Ce vendredi 9 novembre 2019, Ursula Von der Leyen, présidente élue de la Commission européenne, prononçait un discours à la veille des célébrations du 30e anniversaire de la chute du mur de Berlin. Symboliquement fort, ce moment était l’occasion pour la future présidente de l’exécutif européen d’affiner sa vision pour l’Europe et d’incarner politiquement sa nouvelle fonction, alors que l’investiture du nouveau collège de commissaires prend du retard. Ce discours intervient notamment au lendemain d’un entretien fleuve donné par le président français pour The Economist, dans lequel Emmanuel Macron s’est distingué par une vive critique à l’encontre de l’OTAN et un appel à l’impérieuse nécessité pour l’Europe de « se réveiller » afin de prendre son destin stratégique et géopolitique en main.

Alors que la future présidente de la Commission souhaite elle-même donner une orientation résolument géopolitique à l’institution, l’exercice était particulièrement important. Le Grand Continent a identifié les points clés de son discours sur l’état de l’Europe :

  • Dès les premiers instants de son discours, Ursula Von der Leyen a longtemps défendu le bilan de l’OTAN, la qualifiant notamment « d’institution unique » et « d’alliance de défense la plus puissante du monde ». Une prise de position en évidente contradiction avec celle exprimée par Emmanuel Macron la veille ;
  • Après un long retour sur la turbulente histoire de l’Allemagne et le moment historique de la réunification, la future présidente de la Commission a rappelé l’importance et le poids de l’Europe en tant qu’entité politique, économique et commerciale unie ;
  • VDL a rappelé la capacité européenne singulière à maintenir un équilibre entre l’influence des marchés et celle des États, au service des citoyens.
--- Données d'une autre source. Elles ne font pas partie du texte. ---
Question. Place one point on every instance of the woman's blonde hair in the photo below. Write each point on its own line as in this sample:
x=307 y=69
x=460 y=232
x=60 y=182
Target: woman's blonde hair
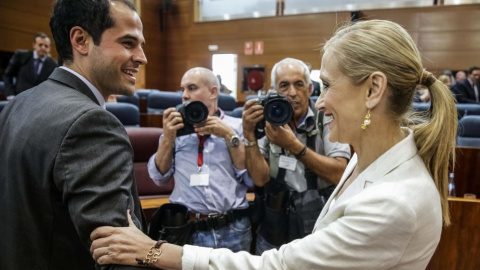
x=365 y=47
x=445 y=79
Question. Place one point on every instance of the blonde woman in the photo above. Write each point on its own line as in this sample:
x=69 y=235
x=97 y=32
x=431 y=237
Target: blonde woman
x=445 y=79
x=387 y=211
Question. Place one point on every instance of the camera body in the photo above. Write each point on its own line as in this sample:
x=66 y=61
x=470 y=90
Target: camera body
x=194 y=112
x=276 y=110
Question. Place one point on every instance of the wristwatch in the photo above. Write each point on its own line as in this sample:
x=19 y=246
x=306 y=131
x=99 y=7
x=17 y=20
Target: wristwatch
x=234 y=141
x=248 y=143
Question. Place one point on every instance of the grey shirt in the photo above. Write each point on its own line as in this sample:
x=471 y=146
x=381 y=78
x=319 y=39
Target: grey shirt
x=296 y=179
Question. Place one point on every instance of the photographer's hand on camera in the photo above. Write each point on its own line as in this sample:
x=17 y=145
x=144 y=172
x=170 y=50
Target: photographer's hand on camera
x=252 y=114
x=172 y=122
x=215 y=126
x=283 y=137
x=256 y=164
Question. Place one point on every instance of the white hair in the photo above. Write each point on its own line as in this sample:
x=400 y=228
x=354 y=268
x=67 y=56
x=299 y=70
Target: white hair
x=279 y=65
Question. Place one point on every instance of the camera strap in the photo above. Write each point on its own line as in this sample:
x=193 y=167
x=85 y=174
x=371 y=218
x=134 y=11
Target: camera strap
x=201 y=143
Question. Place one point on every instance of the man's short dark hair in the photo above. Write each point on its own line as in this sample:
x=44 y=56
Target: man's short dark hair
x=92 y=15
x=40 y=35
x=472 y=69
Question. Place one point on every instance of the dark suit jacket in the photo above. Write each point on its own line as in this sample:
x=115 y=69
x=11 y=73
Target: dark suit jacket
x=21 y=68
x=464 y=92
x=66 y=168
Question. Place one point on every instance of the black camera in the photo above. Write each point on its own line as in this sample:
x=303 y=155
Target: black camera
x=276 y=110
x=194 y=112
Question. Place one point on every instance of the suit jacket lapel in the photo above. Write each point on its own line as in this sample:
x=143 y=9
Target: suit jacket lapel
x=64 y=77
x=394 y=157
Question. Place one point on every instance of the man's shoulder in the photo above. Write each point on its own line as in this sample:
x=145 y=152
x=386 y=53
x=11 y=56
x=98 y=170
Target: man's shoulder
x=51 y=61
x=22 y=56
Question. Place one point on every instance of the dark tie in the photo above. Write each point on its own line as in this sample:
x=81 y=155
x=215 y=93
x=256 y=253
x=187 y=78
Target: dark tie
x=36 y=70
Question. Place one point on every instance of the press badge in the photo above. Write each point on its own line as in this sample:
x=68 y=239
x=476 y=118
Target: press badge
x=201 y=178
x=287 y=163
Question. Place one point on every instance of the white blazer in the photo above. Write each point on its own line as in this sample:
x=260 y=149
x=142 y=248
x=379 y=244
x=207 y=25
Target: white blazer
x=390 y=217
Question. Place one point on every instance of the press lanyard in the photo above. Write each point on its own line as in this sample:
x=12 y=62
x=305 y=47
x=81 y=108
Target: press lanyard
x=202 y=139
x=201 y=143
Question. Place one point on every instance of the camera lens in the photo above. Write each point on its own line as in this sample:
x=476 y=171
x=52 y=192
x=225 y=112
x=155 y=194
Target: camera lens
x=196 y=112
x=278 y=112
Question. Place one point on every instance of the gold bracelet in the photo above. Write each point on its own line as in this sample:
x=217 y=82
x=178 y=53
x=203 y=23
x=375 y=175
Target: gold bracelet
x=153 y=254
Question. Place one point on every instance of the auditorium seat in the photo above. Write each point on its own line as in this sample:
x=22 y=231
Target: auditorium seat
x=128 y=114
x=133 y=99
x=144 y=142
x=3 y=103
x=469 y=131
x=227 y=103
x=162 y=100
x=459 y=246
x=237 y=112
x=2 y=91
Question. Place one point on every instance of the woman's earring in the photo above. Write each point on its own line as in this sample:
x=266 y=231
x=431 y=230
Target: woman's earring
x=367 y=121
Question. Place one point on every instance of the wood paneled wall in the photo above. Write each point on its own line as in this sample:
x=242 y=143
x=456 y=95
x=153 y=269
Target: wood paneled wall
x=448 y=36
x=20 y=20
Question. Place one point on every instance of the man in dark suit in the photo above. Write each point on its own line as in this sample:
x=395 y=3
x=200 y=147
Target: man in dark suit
x=467 y=91
x=28 y=69
x=66 y=164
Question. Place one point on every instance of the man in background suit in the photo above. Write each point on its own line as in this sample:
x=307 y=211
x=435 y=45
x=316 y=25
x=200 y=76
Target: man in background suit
x=66 y=164
x=467 y=91
x=28 y=69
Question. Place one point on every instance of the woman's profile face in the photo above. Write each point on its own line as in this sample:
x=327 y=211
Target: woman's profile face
x=343 y=102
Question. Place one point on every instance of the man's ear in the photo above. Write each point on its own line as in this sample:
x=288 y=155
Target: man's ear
x=80 y=40
x=377 y=87
x=310 y=89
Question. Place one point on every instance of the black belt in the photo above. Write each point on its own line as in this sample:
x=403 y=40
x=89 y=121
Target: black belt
x=217 y=221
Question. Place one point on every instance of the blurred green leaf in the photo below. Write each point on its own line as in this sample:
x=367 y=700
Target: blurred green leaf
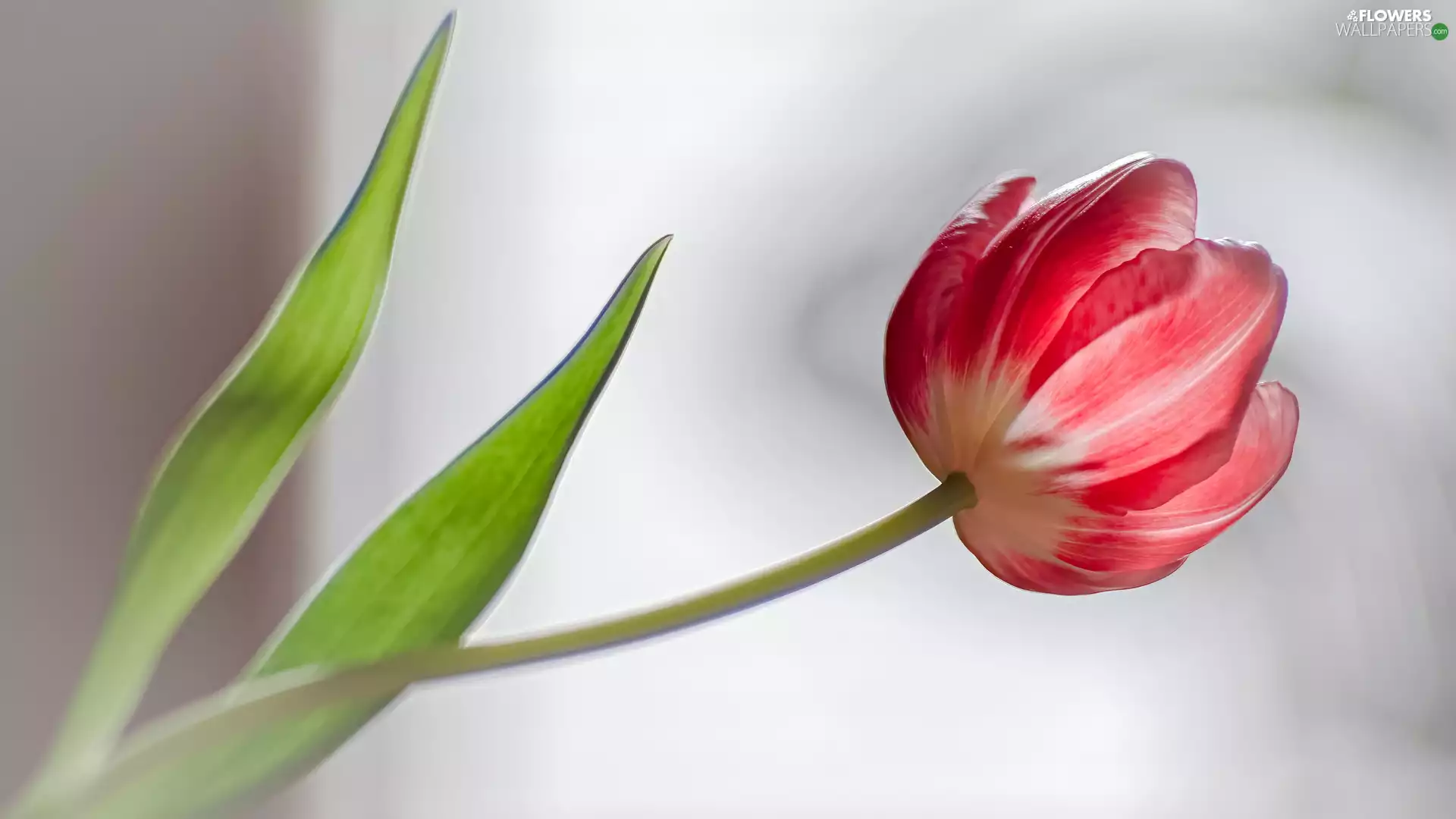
x=419 y=580
x=220 y=472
Elle a ainsi rappelé la portée des nouveaux standards européens en matière de protection des données personnelles, et l’importance d’une politique de souveraineté qui soit déployée plus largement et systématiquement à l’échelle européenne ;
  • VDL a ensuite insisté sur l’effet cathartique du Brexit, dans la mesure où elle considère que cette épreuve a renforcé l’Union en faisant prendre conscience du coût d’un départ et de la valeur-ajoutée européenne plutôt qu’elle n’a provoqué le début d’une contagion de la désunion ;
  • VDL a ensuite abordé l’enjeu climatique et la nécessité de faire de l’Europe le premier continent neutre en carbone d’ici à 2050. Afin de traduire concrètement cette ambition politique, elle a annoncé son intention de proposer rapidement un projet de loi européenne sur la protection climatique, mais aussi un plan d’investissement pour une Europe durable et la réorientation d’une partie des activités de la banque européenne d’investissement au profit d’une nouvelle banque de protection climatique, avec l’objectif ambitieux de mobiliser 1000 milliards d’euros sur 10 ans ;
  • En cohérence avec sa volonté de donner corps à une Commission géopolitique, VDL est ensuite longuement revenue sur les dimensions de la souveraineté européenne et du modèle politique et démocratique européen, dont elle a dessiné les principales caractéristiques. Pour la future présidente de la Commission, le soft power seul n’est plus suffisant pour la garantie de ce modèle. Elle considère ainsi que l’Europe doit « apprendre le langage du pouvoir ». Cet aspect de la souveraineté passe notamment par une prise en main indépendante de la sécurité européenne, et une affirmation plus grande des standards et principes européens vis-à-vis des autres régions du monde, mais aussi des entreprises privées comme les géants du numérique ;
  • Au regard de la politique d’élargissement de l’Union, VDL a insisté sur la nécessité de donner de la visibilité aux pays des Balkans occidentaux. Là encore, la future présidente de la Commission européenne a tenu à se démarquer de la position défendue par le président de la République française. VDL a d’ailleurs clairement affirmé sa position en faveur de l’ouverture des négociations d’adhésion à l’UE pour l’Albanie et la Macédoine du Nord ;
  • Sur la politique migratoire de l’UE, plus prudente, VDL a invité les chefs d’État et de gouvernement à se saisir de la question en relançant les discussions sur ce dossier particulièrement contesté entre les pays membres. Son objectif est de présenter une proposition concrète d’ici à la fin du printemps 2020.